2.3.2 Hybrid Systems

As already discussed in Chapter 1.1, in coupled discrete-continuum or hybrid systems with non-homogenisation scale, the REV approach is not valid for the discrete conduit system. Therefore, hybrid models, which combine aspects of discrete, and continuum models were suggested to simulate (reactive) transport in such domains. As such, the discrete part of a hybrid model could explicitly account for effects of individual conduits on fluid flow and solute transport (Ghogomu & Therrien 2000), which continuum models could not account for.

This is in particular necessary for old mines that are often geometrically complex.

The simplest hybrid model considers flow and transport processes within a single conduit (Berkowitz 2002).

Similarity between simulating flow and transport in underground mines shows that eventually a hybrid approach is necessary to deal with uncertainties and complexity of mine structures. Several methods for estimating the duration of the first flush are briefly described here. The first flush refers essentially to the process of initial displacement of the volume of the mined system through recharged water after completion of rebound or the time that it took for the mine to completely flood following the cessation of pumping (=dr (T)).

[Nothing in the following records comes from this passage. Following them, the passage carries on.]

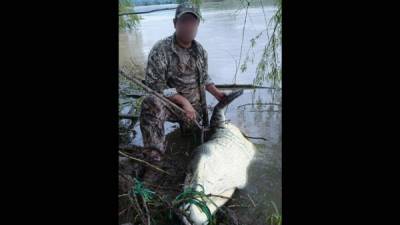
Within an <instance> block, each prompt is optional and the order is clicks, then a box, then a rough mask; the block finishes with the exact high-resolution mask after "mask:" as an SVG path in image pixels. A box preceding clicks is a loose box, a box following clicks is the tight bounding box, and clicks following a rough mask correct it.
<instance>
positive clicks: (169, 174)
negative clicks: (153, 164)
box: [118, 151, 171, 175]
mask: <svg viewBox="0 0 400 225" xmlns="http://www.w3.org/2000/svg"><path fill="white" fill-rule="evenodd" d="M118 152H119V154H121V155H123V156H125V157H127V158H130V159H133V160H135V161H137V162H141V163H144V164H146V165H148V166H150V167H152V168H154V169H156V170H158V171H160V172H163V173H165V174H168V175H171V174H169V173H168V172H167V171H165V170H162V169H160V168H158V167H157V166H154V165H153V164H151V163H149V162H146V161H144V160H141V159H138V158H135V157H132V156H129V155H127V154H125V153H123V152H121V151H118Z"/></svg>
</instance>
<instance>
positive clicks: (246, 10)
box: [233, 0, 250, 84]
mask: <svg viewBox="0 0 400 225" xmlns="http://www.w3.org/2000/svg"><path fill="white" fill-rule="evenodd" d="M246 1H247V0H246ZM249 6H250V2H248V1H247V7H246V16H245V17H244V24H243V30H242V43H241V44H240V54H239V62H238V66H237V67H236V71H235V78H234V82H233V83H234V84H236V76H237V72H238V68H239V66H240V61H241V60H242V50H243V41H244V31H245V29H246V21H247V12H248V9H249Z"/></svg>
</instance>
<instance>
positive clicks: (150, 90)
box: [119, 70, 203, 130]
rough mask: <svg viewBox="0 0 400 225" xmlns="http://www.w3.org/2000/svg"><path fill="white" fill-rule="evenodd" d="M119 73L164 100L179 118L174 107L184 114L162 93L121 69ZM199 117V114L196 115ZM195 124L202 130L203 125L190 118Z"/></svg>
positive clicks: (159, 97)
mask: <svg viewBox="0 0 400 225" xmlns="http://www.w3.org/2000/svg"><path fill="white" fill-rule="evenodd" d="M119 73H120V74H121V75H122V76H124V77H125V78H126V79H128V80H130V81H132V82H134V83H135V84H137V85H139V86H140V87H141V88H143V89H144V90H145V91H147V92H149V93H150V94H153V95H155V96H156V97H158V98H159V99H161V100H162V101H164V102H165V103H167V104H166V106H167V107H168V108H169V109H170V110H171V112H172V113H174V114H175V115H176V116H177V117H178V118H180V117H181V116H180V115H177V113H176V112H175V110H174V109H176V110H178V111H180V112H181V113H182V114H183V115H186V114H185V110H183V109H182V108H181V107H179V106H178V105H176V104H175V103H173V102H172V101H170V100H169V99H167V98H165V97H164V96H163V95H161V94H160V93H158V92H156V91H154V90H153V89H151V88H149V87H147V86H146V85H144V84H143V83H142V82H140V81H139V80H138V79H136V78H133V77H130V76H128V75H126V74H125V72H123V71H121V70H120V71H119ZM171 107H172V108H171ZM197 116H198V117H199V115H197ZM192 121H193V122H194V123H195V125H196V126H197V127H198V128H199V129H200V130H203V127H202V126H201V125H200V124H199V123H198V122H197V120H192Z"/></svg>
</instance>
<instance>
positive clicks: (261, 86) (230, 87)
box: [215, 84, 280, 90]
mask: <svg viewBox="0 0 400 225" xmlns="http://www.w3.org/2000/svg"><path fill="white" fill-rule="evenodd" d="M215 87H217V88H221V89H228V88H243V89H277V88H274V87H265V86H257V85H253V84H216V85H215ZM279 90H280V89H279Z"/></svg>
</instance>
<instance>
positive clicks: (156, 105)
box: [141, 95, 163, 114]
mask: <svg viewBox="0 0 400 225" xmlns="http://www.w3.org/2000/svg"><path fill="white" fill-rule="evenodd" d="M162 110H163V102H162V101H161V100H160V99H159V98H157V97H156V96H154V95H148V96H146V97H145V98H144V99H143V102H142V110H141V111H142V113H146V114H147V113H150V114H160V113H161V112H162Z"/></svg>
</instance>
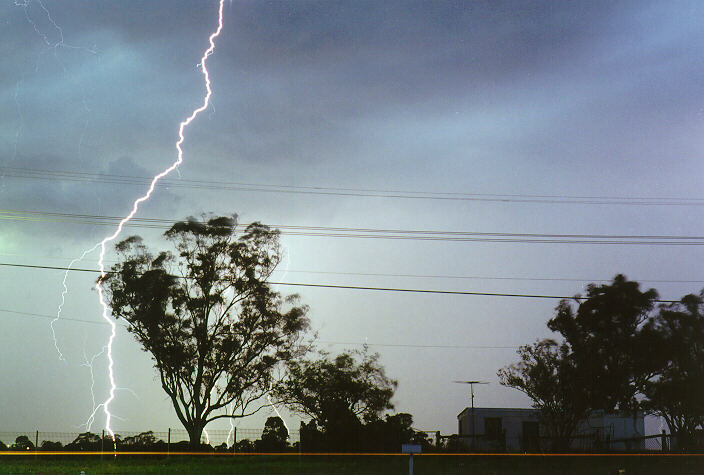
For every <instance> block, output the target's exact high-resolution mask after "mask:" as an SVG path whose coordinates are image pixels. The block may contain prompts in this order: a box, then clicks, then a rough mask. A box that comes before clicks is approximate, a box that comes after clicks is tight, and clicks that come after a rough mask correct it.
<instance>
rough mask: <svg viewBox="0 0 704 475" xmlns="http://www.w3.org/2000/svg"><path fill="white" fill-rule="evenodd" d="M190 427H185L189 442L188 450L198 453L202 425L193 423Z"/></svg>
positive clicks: (201, 435)
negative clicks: (187, 432) (189, 448)
mask: <svg viewBox="0 0 704 475" xmlns="http://www.w3.org/2000/svg"><path fill="white" fill-rule="evenodd" d="M192 424H193V425H192V426H191V427H187V428H186V430H188V437H189V442H190V444H189V445H190V448H191V450H192V451H200V450H201V444H200V439H201V436H202V434H203V424H201V423H200V422H193V423H192Z"/></svg>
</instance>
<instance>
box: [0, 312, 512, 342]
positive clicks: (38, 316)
mask: <svg viewBox="0 0 704 475" xmlns="http://www.w3.org/2000/svg"><path fill="white" fill-rule="evenodd" d="M0 312H4V313H9V314H16V315H22V316H27V317H35V318H44V319H51V320H54V319H56V315H47V314H45V313H34V312H23V311H19V310H11V309H7V308H0ZM59 320H60V321H63V320H66V321H70V322H78V323H89V324H94V325H107V323H106V322H105V321H103V320H86V319H82V318H72V317H64V316H62V317H61V318H60V319H59ZM121 326H122V327H123V328H127V327H128V326H127V325H121ZM316 342H317V343H322V344H324V345H348V346H364V345H366V346H370V347H376V346H378V347H386V348H438V349H470V350H515V349H518V346H509V345H504V346H496V345H493V346H492V345H433V344H413V343H376V342H367V341H365V342H358V341H357V342H355V341H329V340H316Z"/></svg>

Prediction of dr is necessary to intercept polluted mine waters before causing damage to the surface environment. dr could theoretically be predicted from mine survey records because it is a function of the void volume of the flooded mined system and the rate of recharge if

• direct measurement of ‘goaf’ areas (collapsed roof strata) in mines were more practical,

• the estimation techniques for that purpose were more reliable and or

• the volume of unmined strata around the mine voids which have been dewatered by mine drainage were more precise known.

However, since, as outlined above, measurement techniques do not or cannot provide precise numbers about the mine void volume, two other types of approximations can be utilised which were in particular acknowledged useful by Younger (2002), namely, the semi-distributed lumped-parameter and the physically-based, distributed models. Semi-distributed lumped-parameter models, also known as ‘pond models’ or ‘box models’, are often sufficiently simple that they can be implemented within a spreadsheet environment. This is possible by reducing the complexity of both mined void volumes and recharge processes through ‘lumping together’ large volumes of extensively-interconnected mine voids as single hydrological units (“ponds”). In general, pond-based rebound models are best applied to relatively large-scale mine systems, such as hundreds to thousands of square kilometre underlying areas (Younger 2002). Physically-based, distributed models regard mines as systems of conduits (representing mine roadway networks / stopes, in which flow may well be turbulent) routed through heterogeneous, variably-saturated porous media (representing the enclosing rockmass, both intact strata and rocks which have fractured in response to mining of voids nearby). However, unlike the ‘pond’

models, these demand numerical methods to find solutions. The mined voids can be mathematically expressed in many ways. One option is to use the Navier-Stokes theory to represent the mine system as a multiple-fracture system. This option is probably the most appropriate when the “conduits” are irregular, planar fractures. Though, in most mined systems, the major conduits are tube-like roadways that are better represented as pipes rather than planar fractures.

Therefore, models like the VSS-NET, a purpose-written code in which a 3-D pipe network formulation (based on the Darcy-Weisbach formula and the Gradient Algorithm network solver) is routed through a 3-D, column-oriented (as opposed to layer-oriented), block-centred finite difference grid that is configured to solve for saturated-unsaturated flows (Younger 2002).